SoftAP .scan() in Busy WiFi Environment with Photon Triggers SOS

I’ve discovered a problem with the SoftAP .scan() call. Sometimes the Photon returns the scan results of local APs properly. But sometimes, immediately upon issuing the .scan() request, the Photon begins irregularly flashing red. This goes on for 5-15 seconds on average, after which the Photon then power cycles. I am on v0.4.4 with no custom application code.

In my testing, this problem presents both with @mebrunet’s softap-setup-page and with the @brewnerd’s browserified implementation of softap-setup. I don’t think it has much to do with the JS side of things.

In my home, there is an upper bound of about 10 APs within range, and I have never seen this problem there. (I am going to script up a loop to test this more rigorously later today).

However, at my office, where there are 20+ APs on a regularly basis, this issue occurs almost half of the time I try to issue the .scan() request.

the irregular flashing red will be an SOS followed by a number of flashes, the number of flashes will let you know what type of error that made the photon crash. Have a look at the docs page for more info

2 Likes

Ok, understood!

I currently am in my home environment (10 WiFi APs) and I made a short script that just keeps executing .scan(). So far, the Photon has returned results with 100% success. Not a single SOS.

I will post back when I manage to cause an SOS, what type of SOS it is.

> I share this because it does provide a single piece of information which is that whatever is causing the SOS, it is correlated not to the machine or browser or Photon I use, but the surrounding WiFi environment alone.

2 Likes

Edit:
Ok, sorry, I lied: The SOS count is #11 (invalid case)

Original:
Ok, I’ve gone through the SoftAP process back at my office (3 separate times). The SOS count is #12 (pure virtual call).

1 Like

Ok, we've canvassed our office and discovered something interesting: the problem is directly correlated to the presence of a specific router:

Belkin AC750 Dual-Band Wireless Router
F9K1116 v1

When this router is on and nearby, SOS code #11 frequently happens. As soon as we unplug it, the SOS's stop occurring (as far as can be experimentally determined).

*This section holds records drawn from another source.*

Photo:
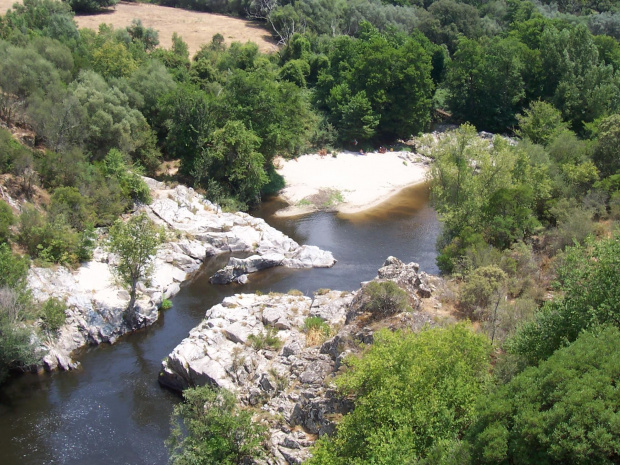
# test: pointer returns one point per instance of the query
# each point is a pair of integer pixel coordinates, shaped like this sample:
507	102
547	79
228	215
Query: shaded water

  • This router was broadcasting an SSID 32 chars long. We changed this to 6 chars as our first attempt to determine the underlying issue. This did not stop the SOS problem.
  • We also moved the router to different locations, locations where previously the SOS error never occurred. The SOS errors always followed. The errors seemed more frequent when we pointed the internal antenna of the Photon right at the router.
  • We next left the router on, but logged in and disabled both its 2.4GHz and 5.0GHz SSIDs. The SOS errors stopped.
  • We turned 5.0GHz back on. The SOS errors still did not occur.
  • We turned 5.0GHz off, and 2.4GHz on. Still, no errors.
  • We turned both 2.4GHz and 5.0GHz on, and restored the original 32 char SSIDs. This is the exact same configuration state as the router was in at the very beginning of this thread. The errors have not yet returned.

I'm not sure what to conclude from this. I'd like to say it was a router-specific issue that was resolved after we updated the configuration parameters a few times. However, if this was true:

  1. Why haven't any other WiFi devices ever had a problem with this router?
  2. Why would a corrupt or improperly configured router (again, an assumption that seems to contradict #1) cause an "Invalid Case" software failure in the Photon's firmware?

To my mind #2 is the most important issue at hand here. Even if the WiFi environment is improperly configured (assumption), the Photon should at least fail gracefully.

1 Like

Thanks for this insight and for taking time to toubleshoot and reserach the issue :+1:

SOS of invalid case, that’s much more tractable. Although looking through our source code, this isn’t used anywhere on the Photon, and only in firmware for the Core, so I’m really puzzled!

I totally agree that the Photon should never SOS regardless of the WiFi environment. As soon as we can determine what the exact cause is we’ll take steps to avoid this from happening.

OK, I just went back into the router, and changed the 5GHz channel from “Do Not Broadcast” to “Broadcast”. I hit scan, and I immediately get another Invalid Case SOS. Definitely 11 flashes, we filmed it and watched it in slo-mo. It’s definitely back to being a highly reproducable error now.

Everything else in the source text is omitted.